COVID is unlikely dramatically more deadly than the flu, so the question is, if you're okay sharing your health data over COVID, why not the flu? It kills 650,000 people (60,000 Americans) every single year. The reality is widespread panic moments are when we lose our civil rights.
Remember 9/11? That year more people died slipping and falling in the shower than died in the twin towers. More people died because they chose to drive short distances instead of flying than died in the twin towers. And we got the Patriot act and a trillion dollar war. Humans have a way of overreacting.
See my previous comment here, that is a good starting point for my position. Happy to answer any questions. (BTW I made a statement in that post that covid is an order of magnitude less deadly than the flu for those under 30, I no longer stand by that statement because it’s been hard to get age-stratified influenza IFR data as well as the uncertainty of covid-related mortality data. I still think the statement is true for <18 due to the varying risk distributions that I explained in that post)
—
Incidentally, I should have listened to my gut and not posted in this thread originally since I fear I might be derailing this discussion. So, I’m sorry for that. But for now I don’t think deleting my comment in this thread is a good idea at this point since we might end up having a useful discussion.
I actually dedicated much of my comment to addressing that, specifically pointing out that COVID represents a lifetime risk that's been front-loaded and so it's fair to compare COVID's infection fatality rate to your lifetime risk of dying in a car accident. I also called out explicitly that COVID has been front-loaded.
Also, it's not a fair comparison between the flu and COVID because the flu has that unfortunate feature known as horizontal gene transfer. That's why you can get re-infected by the flu each year, and why in spite of a massive vaccination campaign the flu causes 45,000,000 illnesses each year in the US alone (and 60,000 deaths) -- and 650,000 deaths worldwide.
Each year. And each upcoming year. COVID will, based on what we know so far, happen once.
Thanks for that. I don't understand the discrepancy between the article and the link you posted, however from your cite of 7,961 flu deaths (in the US) agrees with what the sciam article said.
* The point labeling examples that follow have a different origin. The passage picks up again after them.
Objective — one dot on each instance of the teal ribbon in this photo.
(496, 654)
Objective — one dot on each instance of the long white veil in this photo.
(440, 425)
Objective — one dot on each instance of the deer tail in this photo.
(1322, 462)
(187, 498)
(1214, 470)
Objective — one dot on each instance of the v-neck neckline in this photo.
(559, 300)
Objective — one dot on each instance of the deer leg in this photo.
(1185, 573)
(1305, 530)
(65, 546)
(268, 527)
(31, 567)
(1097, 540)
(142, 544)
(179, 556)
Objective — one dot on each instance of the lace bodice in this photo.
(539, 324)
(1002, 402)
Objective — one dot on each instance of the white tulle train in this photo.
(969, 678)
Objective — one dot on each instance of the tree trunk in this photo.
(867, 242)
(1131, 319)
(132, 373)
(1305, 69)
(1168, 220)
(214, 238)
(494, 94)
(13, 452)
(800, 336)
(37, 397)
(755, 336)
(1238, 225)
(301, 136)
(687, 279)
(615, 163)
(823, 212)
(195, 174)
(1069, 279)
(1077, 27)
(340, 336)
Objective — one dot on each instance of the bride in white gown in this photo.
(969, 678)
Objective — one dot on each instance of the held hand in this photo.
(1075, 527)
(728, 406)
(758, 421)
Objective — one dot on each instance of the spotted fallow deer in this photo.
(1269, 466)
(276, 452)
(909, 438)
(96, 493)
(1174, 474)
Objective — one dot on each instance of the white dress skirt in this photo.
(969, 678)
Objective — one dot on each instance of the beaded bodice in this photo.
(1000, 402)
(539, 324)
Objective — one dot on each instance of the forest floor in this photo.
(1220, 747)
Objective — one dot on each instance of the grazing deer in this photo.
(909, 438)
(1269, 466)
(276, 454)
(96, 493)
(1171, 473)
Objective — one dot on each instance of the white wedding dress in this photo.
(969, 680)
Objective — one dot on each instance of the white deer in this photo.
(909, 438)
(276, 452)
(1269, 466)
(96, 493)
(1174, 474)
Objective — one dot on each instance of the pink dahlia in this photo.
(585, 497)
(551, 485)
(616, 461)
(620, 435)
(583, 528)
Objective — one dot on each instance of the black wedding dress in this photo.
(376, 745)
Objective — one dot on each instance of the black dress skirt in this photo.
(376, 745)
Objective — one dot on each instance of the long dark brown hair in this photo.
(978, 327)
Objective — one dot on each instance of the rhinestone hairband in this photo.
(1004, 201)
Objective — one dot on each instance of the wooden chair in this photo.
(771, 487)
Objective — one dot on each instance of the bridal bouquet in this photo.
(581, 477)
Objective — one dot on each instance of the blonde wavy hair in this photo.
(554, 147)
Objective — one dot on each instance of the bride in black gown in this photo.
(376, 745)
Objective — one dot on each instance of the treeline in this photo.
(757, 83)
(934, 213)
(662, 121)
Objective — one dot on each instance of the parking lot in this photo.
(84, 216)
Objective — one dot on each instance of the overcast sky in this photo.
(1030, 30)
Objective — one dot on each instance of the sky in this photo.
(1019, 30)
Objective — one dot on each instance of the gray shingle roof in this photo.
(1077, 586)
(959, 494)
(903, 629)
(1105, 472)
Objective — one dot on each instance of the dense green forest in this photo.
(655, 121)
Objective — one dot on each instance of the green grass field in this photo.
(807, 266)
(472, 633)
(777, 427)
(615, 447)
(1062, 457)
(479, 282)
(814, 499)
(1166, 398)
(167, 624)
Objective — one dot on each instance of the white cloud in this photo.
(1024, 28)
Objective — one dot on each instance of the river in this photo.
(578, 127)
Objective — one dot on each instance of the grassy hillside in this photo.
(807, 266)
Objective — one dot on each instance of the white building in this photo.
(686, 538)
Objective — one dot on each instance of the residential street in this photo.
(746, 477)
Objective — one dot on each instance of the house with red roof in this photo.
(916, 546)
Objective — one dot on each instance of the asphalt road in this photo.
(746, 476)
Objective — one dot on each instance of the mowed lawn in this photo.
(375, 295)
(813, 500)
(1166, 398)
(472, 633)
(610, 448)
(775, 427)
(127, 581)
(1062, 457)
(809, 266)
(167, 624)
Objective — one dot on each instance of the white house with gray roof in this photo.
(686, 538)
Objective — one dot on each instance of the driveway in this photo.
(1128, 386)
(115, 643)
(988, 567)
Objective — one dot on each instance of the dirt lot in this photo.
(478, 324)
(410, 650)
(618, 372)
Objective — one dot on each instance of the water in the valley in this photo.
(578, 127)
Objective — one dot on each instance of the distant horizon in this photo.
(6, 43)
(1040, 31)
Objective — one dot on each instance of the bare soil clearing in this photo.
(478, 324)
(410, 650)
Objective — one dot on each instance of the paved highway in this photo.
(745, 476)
> Excess deaths are all that really matters. Why not talk about those instead?
Good point, but I don't have them. What my and your posts seem to show is that flu is a heck of a lot less mortal than this covid. Which is the point.
1. It seems like people are severely underrating the flu and always have been. Remember when we closed all restaurants and bars and suspended all sports events when the flu killed an estimated 1 million people in 1968-1969? No you don’t because society seemed to have shrugged that one off. Ditto for many years when the flu kills upwards of 600k worldwide [1] 2. The reported CFR (Case Fatality Rates) across different countries is all over the place causing a lot of panic and overstated mortality rates. Countries like Italy report almost 7% whereas in Germany and South Korea, the CFR makes Covid-19 look like no big deal (Closer to 0.1%). I suspect that’s because Italy is well under counting the true denominator, while countries like SK have tested thousands of people per day making their data much more comprehensive.
There’s something unique about this year’s outbreak that seems to resonate deeply with more people. Ultimately it’s definitely not “just the flu” but it’s closer to that then a guaranteed death sentence.
We may see more damage from the secondary effects (people losing jobs, runs on medicine and supplies causing people to die) than from the virus itself.